In 1863, Johnson assumed command of a brigade in the cavalry division of Brig. Gen. John Hunt Morgan. He reluctantly participated in Morgan's Raid, though he was only supposed to raid on the Kentucky side of the river. Following the Confederate disaster at the Battle of Buffington Island, Johnson led nearly 350 of his men across the rain-swollen Ohio River to safety. The remainder of Morgan's division was trapped on the Ohio side of the river and eventually forced to surrender.

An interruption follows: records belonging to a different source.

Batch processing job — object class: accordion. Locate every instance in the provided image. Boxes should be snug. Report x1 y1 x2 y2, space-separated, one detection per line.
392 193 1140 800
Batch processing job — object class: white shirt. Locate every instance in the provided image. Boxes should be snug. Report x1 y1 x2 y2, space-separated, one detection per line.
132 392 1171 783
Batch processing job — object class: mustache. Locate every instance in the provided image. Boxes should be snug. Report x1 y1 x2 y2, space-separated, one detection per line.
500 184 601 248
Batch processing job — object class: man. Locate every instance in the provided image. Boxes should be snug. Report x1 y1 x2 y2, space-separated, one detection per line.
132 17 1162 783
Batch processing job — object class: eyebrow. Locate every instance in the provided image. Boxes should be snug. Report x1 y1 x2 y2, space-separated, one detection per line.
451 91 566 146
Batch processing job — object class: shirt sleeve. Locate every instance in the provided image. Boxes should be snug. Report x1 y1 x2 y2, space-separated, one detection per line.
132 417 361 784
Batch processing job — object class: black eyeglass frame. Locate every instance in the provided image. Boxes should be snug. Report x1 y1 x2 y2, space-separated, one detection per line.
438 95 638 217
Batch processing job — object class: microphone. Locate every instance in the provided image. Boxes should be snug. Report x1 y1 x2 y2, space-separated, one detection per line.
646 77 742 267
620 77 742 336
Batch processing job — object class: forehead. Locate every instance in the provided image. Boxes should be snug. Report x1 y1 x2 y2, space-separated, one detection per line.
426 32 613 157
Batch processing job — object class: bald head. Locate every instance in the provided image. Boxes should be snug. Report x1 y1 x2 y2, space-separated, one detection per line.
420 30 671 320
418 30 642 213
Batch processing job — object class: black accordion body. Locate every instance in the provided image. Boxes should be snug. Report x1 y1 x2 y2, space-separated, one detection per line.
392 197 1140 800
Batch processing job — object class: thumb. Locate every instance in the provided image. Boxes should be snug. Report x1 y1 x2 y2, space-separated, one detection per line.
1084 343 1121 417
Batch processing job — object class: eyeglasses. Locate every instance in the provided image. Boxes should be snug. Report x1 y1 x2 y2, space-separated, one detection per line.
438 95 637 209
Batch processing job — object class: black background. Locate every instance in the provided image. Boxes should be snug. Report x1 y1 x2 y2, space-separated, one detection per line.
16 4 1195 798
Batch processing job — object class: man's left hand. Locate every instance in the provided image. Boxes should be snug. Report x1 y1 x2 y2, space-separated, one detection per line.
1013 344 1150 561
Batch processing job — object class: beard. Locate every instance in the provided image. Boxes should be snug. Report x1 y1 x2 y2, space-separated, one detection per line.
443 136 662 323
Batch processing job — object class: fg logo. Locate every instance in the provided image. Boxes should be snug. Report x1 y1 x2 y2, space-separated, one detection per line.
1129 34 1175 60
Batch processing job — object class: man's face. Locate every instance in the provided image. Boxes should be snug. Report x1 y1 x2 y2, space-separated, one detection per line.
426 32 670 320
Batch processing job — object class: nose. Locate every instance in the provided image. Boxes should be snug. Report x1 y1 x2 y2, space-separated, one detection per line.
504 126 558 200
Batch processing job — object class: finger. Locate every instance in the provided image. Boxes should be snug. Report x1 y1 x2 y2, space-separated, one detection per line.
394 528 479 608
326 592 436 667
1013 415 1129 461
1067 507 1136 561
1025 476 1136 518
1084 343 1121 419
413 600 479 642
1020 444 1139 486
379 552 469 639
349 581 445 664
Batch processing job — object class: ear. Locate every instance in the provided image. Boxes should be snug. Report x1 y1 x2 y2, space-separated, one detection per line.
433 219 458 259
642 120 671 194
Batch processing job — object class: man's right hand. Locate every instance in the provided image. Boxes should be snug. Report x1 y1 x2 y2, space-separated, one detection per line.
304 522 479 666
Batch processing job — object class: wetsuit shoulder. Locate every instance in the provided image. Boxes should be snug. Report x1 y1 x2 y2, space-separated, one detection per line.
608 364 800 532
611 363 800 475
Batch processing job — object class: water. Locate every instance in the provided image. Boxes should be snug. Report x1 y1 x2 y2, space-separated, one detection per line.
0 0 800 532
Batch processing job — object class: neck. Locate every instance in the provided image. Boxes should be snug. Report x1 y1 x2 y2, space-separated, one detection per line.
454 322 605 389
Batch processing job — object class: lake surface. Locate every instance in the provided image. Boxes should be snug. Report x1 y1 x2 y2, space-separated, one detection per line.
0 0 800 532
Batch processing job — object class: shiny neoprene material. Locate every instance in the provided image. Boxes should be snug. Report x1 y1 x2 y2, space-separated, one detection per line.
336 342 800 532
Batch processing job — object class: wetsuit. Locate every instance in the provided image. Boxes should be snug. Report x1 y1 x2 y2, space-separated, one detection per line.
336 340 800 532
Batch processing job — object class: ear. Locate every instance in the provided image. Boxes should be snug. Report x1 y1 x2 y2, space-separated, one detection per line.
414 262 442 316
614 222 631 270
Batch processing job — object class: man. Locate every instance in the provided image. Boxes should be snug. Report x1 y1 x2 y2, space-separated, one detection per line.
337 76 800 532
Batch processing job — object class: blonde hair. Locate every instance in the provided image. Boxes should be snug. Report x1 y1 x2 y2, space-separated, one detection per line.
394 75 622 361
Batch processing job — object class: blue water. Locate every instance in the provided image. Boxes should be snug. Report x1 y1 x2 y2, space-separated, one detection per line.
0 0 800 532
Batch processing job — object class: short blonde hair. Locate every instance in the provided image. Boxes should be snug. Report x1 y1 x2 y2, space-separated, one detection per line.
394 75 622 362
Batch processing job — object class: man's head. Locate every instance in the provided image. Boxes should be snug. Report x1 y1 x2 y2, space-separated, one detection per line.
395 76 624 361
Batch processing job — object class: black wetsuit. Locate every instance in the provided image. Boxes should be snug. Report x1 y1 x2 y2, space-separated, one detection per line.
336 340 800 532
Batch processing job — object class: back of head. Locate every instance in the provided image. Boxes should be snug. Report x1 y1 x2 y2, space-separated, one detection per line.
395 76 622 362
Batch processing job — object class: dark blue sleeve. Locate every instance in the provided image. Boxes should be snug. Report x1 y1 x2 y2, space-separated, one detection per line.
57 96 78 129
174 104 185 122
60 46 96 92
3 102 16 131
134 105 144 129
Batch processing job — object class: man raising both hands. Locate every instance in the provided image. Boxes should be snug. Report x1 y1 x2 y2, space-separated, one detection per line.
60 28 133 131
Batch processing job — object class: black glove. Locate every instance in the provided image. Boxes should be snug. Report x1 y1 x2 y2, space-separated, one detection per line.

Johnson was appointed brigadier general on September 6, 1864, to rank from June 1, 1864, though his appointment was never confirmed by the Confederate Congress. On August 21, 1864, he was blinded by an accidental shot from one of his men during a skirmish at Grubb's Crossroads, near Princeton, Kentucky. Abandoned because of his injuries, U.S. soldiers captured him, and Johnson became a prisoner of war in Fort Warren. Johnson was exchanged near the war's end and, despite his blindness, attempted to return to active duty before the Confederacy finally surrendered.

==Postbellum==
Johnson returned to Texas after being exchanged and paroled in 1865. Although blind, he founded a town, established a company, and worked to harness the water power of the Colorado River. One of his grandsons was Rankin Johnson Sr., a former Major League pitcher for the Boston Red Sox and St. Louis Cardinals.

He died in Burnet, Texas in 1922 at the age of 88, and is interred at the Texas State Cemetery in Austin, Texas. He rests beside his wife Josephine and near his grandson, Judge George Christian Sr., and a great-grandson, George Christian Jr.